Since the confrontation last year between Russia and Ukraine at Kerch Strait, NATO warships have been traveling into the Black Sea to demonstrate support for Ukraine. In the latest visit, the destroyer USS Donald Cook entered the Black Sea on Jan. 19 and visited Batumi in Georgia, while being closely tracked by Russian navy vessels. The British HMS Echo, a hydrographic survey ship, had visited the area in December. At the time, the British presence was openly tied to the Kerch Strait incident, and British Defense Minister Gavin Williamson even boarded a Ukrainian frigate on the Black Sea. NATO has consistently conducted maritime operations in the sea, but its visits have taken on added significance since the breakdown in relations between Ukraine and Russia in 2014. And the recent heightened tensions mean Russia is watching the transits even more closely.
Why It Matters
The situation in the Black Sea resembles the dispute in the South China Sea, where U.S. and British vessels both conduct freedom of navigation operations. In the Black Sea, the visits have evolved from a conceptual show of support for Kiev to a more practical backing of Ukraine’s freedom of navigation. However, unlike the operations in the South China Sea, these NATO vessels are unlikely to directly challenge Russian limits to freedom of navigation by traveling through the Kerch Strait and into the Sea of Azov. While the Montreux Convention, which governs the presence of foreign navies in the Black Sea, technically doesn’t prevent them from doing so, a great degree of tactical risk would be associated with such an operation deep in an area where the Russian navy is dominant.
The Montreux Convention also severely limits the NATO presence, restricting the number of non-Black Sea state naval vessels and their time in the sea. Even when the sizable fleet of Turkey, a NATO member, is taken into account, Russia’s ability to project significant force over the Black Sea through its land-based missile systems, as well as its air assets, gives it a sizable advantage.

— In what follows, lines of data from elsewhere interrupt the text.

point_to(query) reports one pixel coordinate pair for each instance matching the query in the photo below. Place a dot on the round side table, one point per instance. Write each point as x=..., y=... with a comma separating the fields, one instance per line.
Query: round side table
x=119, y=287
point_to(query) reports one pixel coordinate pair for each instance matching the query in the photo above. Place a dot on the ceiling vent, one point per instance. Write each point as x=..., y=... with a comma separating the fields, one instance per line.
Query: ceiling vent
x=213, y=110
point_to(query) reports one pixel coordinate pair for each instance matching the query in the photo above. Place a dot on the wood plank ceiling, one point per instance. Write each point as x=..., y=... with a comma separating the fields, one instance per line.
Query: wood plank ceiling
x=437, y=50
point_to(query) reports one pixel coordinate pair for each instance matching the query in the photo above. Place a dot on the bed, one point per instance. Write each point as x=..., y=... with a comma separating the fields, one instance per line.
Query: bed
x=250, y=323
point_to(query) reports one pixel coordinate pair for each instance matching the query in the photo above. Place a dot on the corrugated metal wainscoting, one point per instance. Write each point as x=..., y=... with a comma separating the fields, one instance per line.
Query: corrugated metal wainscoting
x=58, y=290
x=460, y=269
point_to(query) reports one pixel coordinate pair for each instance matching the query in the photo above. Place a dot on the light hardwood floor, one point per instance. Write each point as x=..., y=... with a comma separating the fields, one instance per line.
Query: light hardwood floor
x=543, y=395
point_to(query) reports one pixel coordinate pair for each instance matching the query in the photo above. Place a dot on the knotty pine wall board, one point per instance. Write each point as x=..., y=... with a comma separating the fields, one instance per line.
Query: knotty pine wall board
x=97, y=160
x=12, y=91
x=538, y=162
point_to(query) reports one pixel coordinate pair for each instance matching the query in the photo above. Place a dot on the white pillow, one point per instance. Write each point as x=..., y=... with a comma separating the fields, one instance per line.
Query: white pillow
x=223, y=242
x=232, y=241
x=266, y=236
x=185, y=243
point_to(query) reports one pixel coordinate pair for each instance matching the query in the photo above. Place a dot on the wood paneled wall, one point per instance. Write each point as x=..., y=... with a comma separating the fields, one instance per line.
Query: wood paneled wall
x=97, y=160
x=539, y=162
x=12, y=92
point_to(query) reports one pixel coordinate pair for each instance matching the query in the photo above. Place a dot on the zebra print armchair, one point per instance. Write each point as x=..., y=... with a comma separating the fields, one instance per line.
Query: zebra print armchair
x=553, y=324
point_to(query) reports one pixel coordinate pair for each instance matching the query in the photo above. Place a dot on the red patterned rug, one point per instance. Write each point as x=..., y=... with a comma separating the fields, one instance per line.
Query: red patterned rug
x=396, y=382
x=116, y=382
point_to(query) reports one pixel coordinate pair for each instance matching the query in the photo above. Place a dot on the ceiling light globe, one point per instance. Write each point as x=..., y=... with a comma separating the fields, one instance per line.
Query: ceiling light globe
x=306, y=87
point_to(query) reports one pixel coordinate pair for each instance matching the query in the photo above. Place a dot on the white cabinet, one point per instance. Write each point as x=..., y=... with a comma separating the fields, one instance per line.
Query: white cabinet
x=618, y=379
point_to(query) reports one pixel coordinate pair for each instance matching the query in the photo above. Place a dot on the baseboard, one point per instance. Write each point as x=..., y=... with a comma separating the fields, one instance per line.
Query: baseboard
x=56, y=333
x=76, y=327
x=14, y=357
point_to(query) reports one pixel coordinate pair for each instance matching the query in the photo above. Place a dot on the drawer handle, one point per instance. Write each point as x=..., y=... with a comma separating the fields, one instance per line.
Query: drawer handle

And the limited strength of the Ukrainian navy means that the Russian Black Sea fleet — despite its own challenges — is able to maintain supremacy there and particularly in the Sea of Azov.
What Happens Next
Though NATO has made it clear that it wants to support Ukraine when it comes to freedom of navigation in the Kerch Strait and the Sea of Azov, the reality is that this area is still very much at the mercy of Russian power. The Kremlin has been growing assertive and harassing both civilian and Ukrainian navy vessels traveling in the area, but short of a military engagement, there isn’t a lot standing in Russia’s way. Such an armed engagement would be conducted from a position of inferiority for Ukraine and the West in this particular area, and it would come with a great risk of escalating beyond. Therefore, NATO navies will find themselves limited to a largely symbolic presence in the wider Black Sea.